Des journalistes et des observateurs internationaux - parmi lesquels l’avocat tunisien Samir Ben Amor, qui représentait Amnesty International et Human Rights Watch - ont assisté au procès. Selon Me Ben Amor, toutefois, la police et les services de sécurité se sont déployés autour de la salle d’audience et en ont interdit l’accès à certaines personnes. Les organisations de défense des droits humains ont dénoncé à de multiples reprises les restrictions imposées par le gouvernement algérien aux activités des défenseurs des droits humains, qui collectent des informations sur la persistance des homicides et des cas de torture et tentent d’alerter l’opinion publique sur ces violations et sur les problèmes hérités du passés.

« La question de l’impunité dont bénéficient les auteurs des très graves violations des droits humains commises ces dix dernières années en Algérie constitue un immense problème pour le pays, a déclaré Joe Stork, directeur par intérim de la division Moyen-Orient et Afrique du Nord de Human Rights Watch. Aucune enquête n’a été menée à ce jour sur des dizaines de milliers d’homicides et des milliers de « disparitions ». Les autorités algériennes doivent faire tout ce qui est en leur pouvoir afin que les personnes qui œuvrent pour la protection des droits humains ne soient pas soumises à des restrictions arbitraires ou victimes d’actes de harcèlement ou d’intimidation. »

Complément d’information

Depuis la fin des années 80, Salaheddine Sidhoum rassemble des informations sur les violations des droits humains et fait circuler des rapports comportant des données détaillées sur des cas de torture, d’exécution sommaire et de « disparition » imputables aux forces de sécurité et à leurs alliés. Ces travaux, que Salaheddine Sidhoum a poursuivis pendant qu’il vivait dans la clandestinité, ont contribué à la sensibilisation de la communauté internationale sur la situation des droits humains en Algérie. Le militant a également rendu publique une liste chronologique des homicides perpétrés ces dix dernières années, y compris des meurtres de civils commis par les groupes armés.

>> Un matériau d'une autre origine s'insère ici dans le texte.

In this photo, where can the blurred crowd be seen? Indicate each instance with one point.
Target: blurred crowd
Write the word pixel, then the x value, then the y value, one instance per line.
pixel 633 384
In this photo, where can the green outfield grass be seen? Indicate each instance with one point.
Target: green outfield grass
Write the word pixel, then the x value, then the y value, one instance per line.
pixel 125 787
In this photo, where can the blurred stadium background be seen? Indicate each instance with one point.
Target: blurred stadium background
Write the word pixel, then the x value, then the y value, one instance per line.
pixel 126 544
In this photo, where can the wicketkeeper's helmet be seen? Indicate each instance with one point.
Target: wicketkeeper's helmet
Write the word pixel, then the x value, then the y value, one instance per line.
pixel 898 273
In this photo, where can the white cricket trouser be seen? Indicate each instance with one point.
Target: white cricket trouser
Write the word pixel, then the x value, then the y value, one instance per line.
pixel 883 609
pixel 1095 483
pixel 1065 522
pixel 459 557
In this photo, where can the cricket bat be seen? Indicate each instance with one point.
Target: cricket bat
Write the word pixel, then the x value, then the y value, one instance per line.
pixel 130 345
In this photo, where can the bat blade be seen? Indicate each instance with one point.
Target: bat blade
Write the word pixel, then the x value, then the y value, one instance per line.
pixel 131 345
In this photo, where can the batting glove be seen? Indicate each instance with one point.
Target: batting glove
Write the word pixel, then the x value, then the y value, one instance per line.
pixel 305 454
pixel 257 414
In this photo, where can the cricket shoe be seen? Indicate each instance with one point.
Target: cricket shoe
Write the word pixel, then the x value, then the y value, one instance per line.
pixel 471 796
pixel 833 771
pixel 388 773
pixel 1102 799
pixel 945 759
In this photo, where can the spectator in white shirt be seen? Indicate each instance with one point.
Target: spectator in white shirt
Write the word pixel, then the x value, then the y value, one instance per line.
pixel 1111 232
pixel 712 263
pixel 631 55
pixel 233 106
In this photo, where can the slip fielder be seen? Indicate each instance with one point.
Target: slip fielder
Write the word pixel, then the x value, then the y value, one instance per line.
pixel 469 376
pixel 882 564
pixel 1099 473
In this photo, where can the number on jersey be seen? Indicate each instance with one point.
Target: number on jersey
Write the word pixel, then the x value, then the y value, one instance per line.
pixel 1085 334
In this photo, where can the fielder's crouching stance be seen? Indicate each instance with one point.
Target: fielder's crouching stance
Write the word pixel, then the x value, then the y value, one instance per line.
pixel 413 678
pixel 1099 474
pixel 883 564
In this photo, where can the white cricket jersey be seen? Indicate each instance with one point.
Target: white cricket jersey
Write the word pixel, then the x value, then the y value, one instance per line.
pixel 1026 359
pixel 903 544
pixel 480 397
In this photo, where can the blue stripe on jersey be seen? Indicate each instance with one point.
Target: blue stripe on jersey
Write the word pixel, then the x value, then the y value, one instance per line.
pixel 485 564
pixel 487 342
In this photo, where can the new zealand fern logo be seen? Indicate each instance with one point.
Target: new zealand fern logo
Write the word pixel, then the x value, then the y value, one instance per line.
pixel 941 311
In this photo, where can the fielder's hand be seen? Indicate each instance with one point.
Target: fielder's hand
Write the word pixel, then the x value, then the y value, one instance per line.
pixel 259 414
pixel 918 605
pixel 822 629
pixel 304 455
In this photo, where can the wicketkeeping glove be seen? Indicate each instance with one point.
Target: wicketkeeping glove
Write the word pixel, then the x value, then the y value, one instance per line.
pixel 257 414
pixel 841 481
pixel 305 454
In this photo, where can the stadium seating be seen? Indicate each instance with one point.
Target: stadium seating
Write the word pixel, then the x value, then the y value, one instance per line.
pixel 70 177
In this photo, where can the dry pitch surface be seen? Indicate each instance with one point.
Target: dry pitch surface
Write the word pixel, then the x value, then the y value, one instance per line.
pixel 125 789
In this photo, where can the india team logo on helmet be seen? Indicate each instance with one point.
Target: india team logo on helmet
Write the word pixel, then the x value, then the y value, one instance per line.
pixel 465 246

Salaheddine Sidhoum est entré dans la clandestinité en décembre 1994, peu de temps après avoir dénoncé, dans une interview accordée à un documentariste de la BBC, la torture et les exécutions sommaires imputables aux forces de sécurité. Le 18 décembre 1994 - le lendemain de la diffusion par une chaîne de télévision française du documentaire intitulé Algérie. La guerre cachée, trois hommes armés habillés en civil, mais appartenant apparemment aux forces de sécurité, se sont présentés à son domicile et ont exigé de le voir. Sa tante leur ayant répondu qu’il était absent, ils ont menacé de représailles cette femme âgée de quatre-vingts ans si elle ne leur révélait pas l’endroit où il se trouvait. Ils ont ensuite quitté les lieux.

Salaheddine Sidhoum avait des raisons de craindre pour sa sécurité personnelle depuis la publication dans le quotidien algérien El Watan, le 22 septembre 1994, d’un article dans lequel il était accusé d’appartenir à un réseau de médecins chargés de soigner des extrémistes blessés. Certains des praticiens dont le nom était cité dans l’article avaient déjà été placés en détention. L’un d’entre eux, selon certaines informations, a été torturé et a « avoué » que Salaheddine Sidhoum soutenait les islamistes. L’article est paru deux semaines seulement après que Salaheddine Sidhoum eut adressé une lettre ouverte au président Liamine Zéroual dans laquelle il fournissait des informations sur 53 cas présumés de torture et d’exécution sommaire.

En vertu des normes internationales, notamment de la Déclaration sur le droit et la responsabilité des individus, groupes et organes de la société de promouvoir et protéger les droits de l’homme et les libertés fondamentales universellement reconnus, les autorités algériennes ont l’obligation de veiller à ce que les défenseurs des droits humains puissent exercer effectivement tous les droits et toutes les libertés qui sont les leurs et mener à bien leur activités sans faire l’objet d’actes de harcèlement ou d’intimidation.